Merece aplausos a idéia do governo de criar o "arquivo da intolerância", uma espécie de banco de dados com documentos e depoimentos que relatem mortes, desaparecimentos e torturas ocorridos no país e que possam ser acessados pela população. Como escreveu Miguel de Cervantes (1547-1616), "a história é êmula do tempo, depósito de ações, testemunha do passado e aviso do presente, advertência do porvir". Conhecer o passado é pelo menos fundamental para que não voltemos a cometer os mesmos erros.
Feitos os merecidos elogios, resta esperar que o "arquivo da intolerância" não seja apenas uma manobra diversionista para desviar as atenções para o que realmente importa: localizar os arquivos secretos que ainda existam em poder de órgãos de inteligência e sepultar de vez a proposta acintosa do governo de consagrar em lei a figura do sigilo eterno.
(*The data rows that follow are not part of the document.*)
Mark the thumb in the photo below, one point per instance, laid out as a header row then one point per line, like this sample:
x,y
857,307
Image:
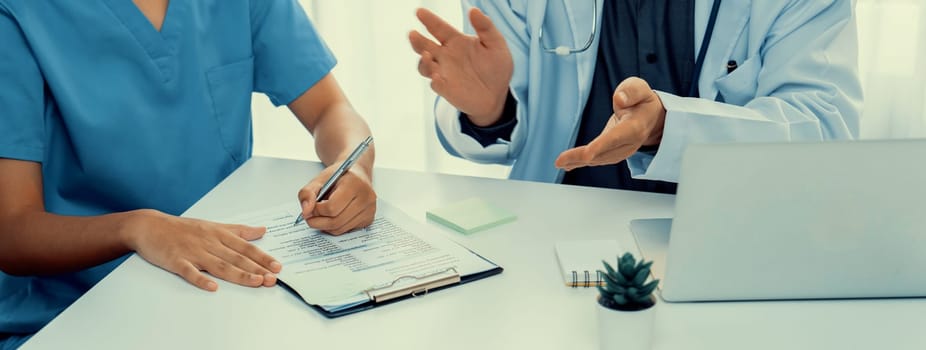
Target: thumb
x,y
485,30
631,92
307,199
572,158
Com efeito, a medida provisória nš 228, baixada pelo Executivo no último dia 9, traz um dispositivo que permite a uma comissão composta exclusivamente por membros do governo manter documentos fora das vistas do público por toda a eternidade. A proposta é tão afrontosamente contrária às instituições democráticas que só resta ao Congresso Nacional a alternativa de rejeitá-la.
Segredos de Estado podem ser necessários, mas nada justifica o sigilo indefinido. Ao contrário, ele pode dar a autoridades a sensação de que elas não precisam prestar contas a ninguém, nem mesmo à história.
Consta que o governo teme a divulgação de material pouco enaltecedor relativo à Guerra do Paraguai (1864-70) e a negociações territoriais. Sobretudo o lobby do Itamaraty teria convencido o presidente Luiz Inácio Lula da Silva a acolher o sigilo eterno.
A verdade, contudo, precisa prevalecer. A honra e a memória de indivíduos deve ser preservada na medida do possível, mas não contra o direito do país de conhecer o seu passado -seja ele conveniente ou não para os governantes da época.